Rounding out the panelists is Rabbi Susan Shamash, who was recently ordained by ALEPH: Alliance for Jewish Renewal. She is a retired lawyer and an active member of Congregation Or Shalom.
“As a recently ordained, progressive rabbi, my focus is always on the Jewish values that propel me towards acts of social justice, including engagement in interfaith dialogue and commitment to family and community, which includes my Jewish family and my Jewish community.
“As a born and bred Canadian (like both my parents), my relationship with Canada is foundational to my identity,” she said. “I have a deep and abiding faith in our legal and judicial systems and in our system of government which, though imperfect, is based on values of inclusion, social welfare and multiculturalism.

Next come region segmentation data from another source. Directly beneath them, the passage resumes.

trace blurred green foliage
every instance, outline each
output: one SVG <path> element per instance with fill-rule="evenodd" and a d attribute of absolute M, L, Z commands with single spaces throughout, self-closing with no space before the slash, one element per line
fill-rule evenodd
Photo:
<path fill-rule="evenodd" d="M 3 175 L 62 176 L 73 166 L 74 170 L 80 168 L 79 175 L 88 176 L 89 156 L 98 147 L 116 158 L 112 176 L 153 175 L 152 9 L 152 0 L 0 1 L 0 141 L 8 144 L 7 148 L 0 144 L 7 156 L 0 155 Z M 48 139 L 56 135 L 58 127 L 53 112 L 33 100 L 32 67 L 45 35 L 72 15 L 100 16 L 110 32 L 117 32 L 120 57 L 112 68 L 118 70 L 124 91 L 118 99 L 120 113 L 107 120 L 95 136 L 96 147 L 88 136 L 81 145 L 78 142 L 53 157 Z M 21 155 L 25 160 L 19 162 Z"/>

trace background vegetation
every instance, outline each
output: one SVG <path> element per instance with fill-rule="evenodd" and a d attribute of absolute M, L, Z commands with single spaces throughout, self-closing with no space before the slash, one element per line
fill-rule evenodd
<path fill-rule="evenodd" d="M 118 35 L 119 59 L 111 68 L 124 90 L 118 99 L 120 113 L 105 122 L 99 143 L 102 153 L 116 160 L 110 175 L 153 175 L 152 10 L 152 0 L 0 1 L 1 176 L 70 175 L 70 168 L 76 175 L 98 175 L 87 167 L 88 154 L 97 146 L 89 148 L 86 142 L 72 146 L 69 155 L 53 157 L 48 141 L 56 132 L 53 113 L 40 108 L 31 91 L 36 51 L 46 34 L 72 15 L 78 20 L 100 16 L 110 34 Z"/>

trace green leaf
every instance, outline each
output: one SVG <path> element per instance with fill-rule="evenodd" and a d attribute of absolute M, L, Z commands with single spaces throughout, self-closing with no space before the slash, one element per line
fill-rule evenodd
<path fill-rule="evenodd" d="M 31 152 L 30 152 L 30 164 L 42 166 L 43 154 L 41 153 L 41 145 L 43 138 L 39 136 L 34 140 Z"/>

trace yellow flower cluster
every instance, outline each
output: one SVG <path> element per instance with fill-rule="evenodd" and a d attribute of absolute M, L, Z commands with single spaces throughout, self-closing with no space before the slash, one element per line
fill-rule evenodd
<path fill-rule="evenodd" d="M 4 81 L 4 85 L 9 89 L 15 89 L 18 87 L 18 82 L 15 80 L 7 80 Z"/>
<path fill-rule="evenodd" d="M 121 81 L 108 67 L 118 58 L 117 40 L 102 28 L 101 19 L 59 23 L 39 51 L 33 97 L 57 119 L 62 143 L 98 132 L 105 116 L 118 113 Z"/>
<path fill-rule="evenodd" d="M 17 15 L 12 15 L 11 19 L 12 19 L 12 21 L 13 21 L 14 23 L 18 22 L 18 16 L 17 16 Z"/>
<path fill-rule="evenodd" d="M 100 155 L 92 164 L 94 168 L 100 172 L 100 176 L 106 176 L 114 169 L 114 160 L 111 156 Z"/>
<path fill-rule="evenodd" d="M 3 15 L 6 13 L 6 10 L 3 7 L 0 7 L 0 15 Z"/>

“As a religious Jew, my relationship with the Jewish community in general and Israel in particular is complicated, varied and nuanced. I often find myself interceding on behalf of a different perspective, of more open thinking and understanding. There is much more to Israel than the occupation and conflict with the Palestinians, but, unfortunately, that is what defines its current reputation in the world community.
“We live in troubled and troubling times,” said Shamash. “U.S. President Trump has already changed the world order in unprecedented ways. More worrisome is that he has a lot of support both within and without the United States. This is not just an American phenomenon.
“How do my Jewish values help me to live, survive and even thrive in this new world order? There are many that we repeat over and over again: seek peace, pursue justice, love your neighbour, welcome the stranger, be a holy people, steward the earth, perform acts of loving-kindness, repair the world.”
The April 9 event is sponsored by Independent Jewish Voices, Vancouver. It begins at 1 p.m. and the suggested donation is $10.
Carl Rosenberg is a member of the United Jewish People’s Order and Independent Jewish Voices Canada. For many years, he edited Outlook: Canada’s Progressive Jewish Magazine.